Matrix-vector multiplication
The interpretation for a product of the form $u = A \cdot v$ highly depends on what $A$ and $v$ represent.
-
When $A$ is a list of row vectors, the resulting vector is a list of scalar results, which are many independent vector-vector multiplications. In the house prices example - this is a calculation of the total price of multiple houses, simultaneously.
-
When $A$ is a list of column vectors, and the vector is a list of coefficients, the multiplication creates a combination of the columns of $A$ into a single column using $v$:
For example, the columns of $A$ could be ingredients of various fruits, combined to form a vector describing the ingredients of a salad.
-
When $A$ is a transformation and $v$ is a point or object to be transformed by $A$, $u$ is the $v$ after being transformed.
If $v$ is a point and $A$ is a geometric operation such as a rotation or scaling, then $u$ is the transformed point:
If $v$ is a higher-level object such as an image, and $A$ is a transformation such as blurring, then $u$ is the transformed object:
It is easy to get confused by 2 and 3. In 2, $v$ transforms the data in $A$, while in 3 the transformation $A$ acts on the data $v$.
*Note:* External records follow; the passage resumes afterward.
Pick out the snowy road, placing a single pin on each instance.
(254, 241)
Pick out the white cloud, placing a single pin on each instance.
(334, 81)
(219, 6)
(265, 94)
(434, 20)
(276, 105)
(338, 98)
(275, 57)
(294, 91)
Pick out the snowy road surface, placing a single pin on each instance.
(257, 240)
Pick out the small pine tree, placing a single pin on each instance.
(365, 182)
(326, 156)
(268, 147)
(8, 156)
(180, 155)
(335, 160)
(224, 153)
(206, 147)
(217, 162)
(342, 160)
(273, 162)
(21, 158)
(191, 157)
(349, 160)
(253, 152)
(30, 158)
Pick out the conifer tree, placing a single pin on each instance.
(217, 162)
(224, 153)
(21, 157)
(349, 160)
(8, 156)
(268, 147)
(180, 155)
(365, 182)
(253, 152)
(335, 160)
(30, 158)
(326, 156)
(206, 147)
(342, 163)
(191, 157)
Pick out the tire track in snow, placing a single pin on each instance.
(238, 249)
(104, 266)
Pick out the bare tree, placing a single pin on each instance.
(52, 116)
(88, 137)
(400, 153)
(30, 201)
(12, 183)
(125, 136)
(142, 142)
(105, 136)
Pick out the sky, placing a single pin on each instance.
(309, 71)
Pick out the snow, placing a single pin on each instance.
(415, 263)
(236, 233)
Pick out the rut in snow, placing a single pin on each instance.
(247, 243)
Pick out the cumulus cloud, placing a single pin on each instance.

Matrix-matrix multiplication
In a matrix-matrix multiplication of the form $C = A \cdot B$, the first step is to figure out what $B$ represents.
-
The simplest and most common case is when $B$ is a list of column vectors. In this case, the multiplication can be broken down to a list of independent multiplications from the previous section, which we interpret using the guidelines from before, based on what $A$ represents. Since multiple results are returned, what was previously a scalar becomes a vector and vectors become matrices.
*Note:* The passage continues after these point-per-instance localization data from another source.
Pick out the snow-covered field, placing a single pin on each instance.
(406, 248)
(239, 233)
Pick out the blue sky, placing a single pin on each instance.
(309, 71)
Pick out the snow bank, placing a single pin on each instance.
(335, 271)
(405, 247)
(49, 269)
a. When $A$ is a transformation, then the resulting $C$ is a list of the vectors in $B$ after having been transformed by $A$.
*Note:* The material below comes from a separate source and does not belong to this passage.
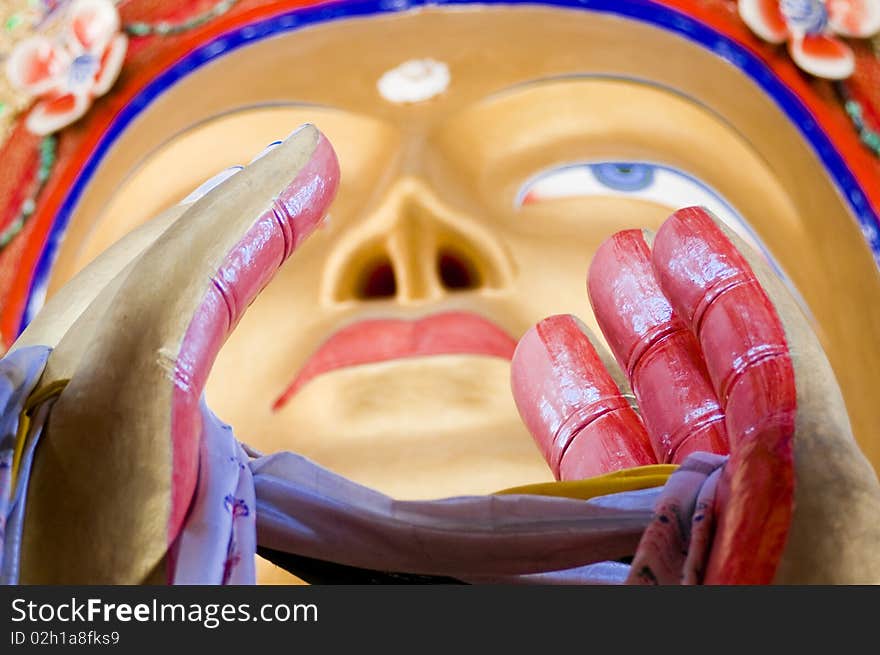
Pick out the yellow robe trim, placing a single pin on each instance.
(641, 477)
(33, 401)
b. If $A$ is a list of row vectors, the result is a list of lists, i.e. a table, where the cell at index $i,j$ is the dot product of row $i$ of $A$ with column $j$ of $B$, as in the first visualization we’ve seen. This usually describes a case where $A$ and $B$ store two lists of the same size containing objects that can interact - for example, houses and different house pricings, user preferences and items, words and documents.
c. When $A$ is a list of column vectors, then the resulting $C$ is a list of column vectors, each formed as a different weighted combination of the columns of $A$ - column $j$ of $C$ is a weighted combination of the columns of $A$ with the coefficients in column $j$ of $B$.
-
When $A$ and $B$ are both transformations, then $C$ too is a transformation that is achieved by applying $C$ and then $A$, since:
\[C \cdot v = (A \cdot B) \cdot v = A \cdot (B \cdot v)\]For example if $A$ rotates vectors and $B$ shrinks them in one direction, $C$ will first shrink them and then rotate them.
Conclusion
Hopefully, by now it is clear that the same concept can be visualized in multiple ways, and when these might be useful.
While this list of visualizations might seem long, it is important to emphasize that some of these situations are much more common than others. Some other, less common interpretations have been left out (e.g. operations on rows, block matrices, sum of projections) and might be dealt with in a future post.
The key takeaway is that being clear and explicit about what the matrices represent enables choosing the most helpful mental visualization.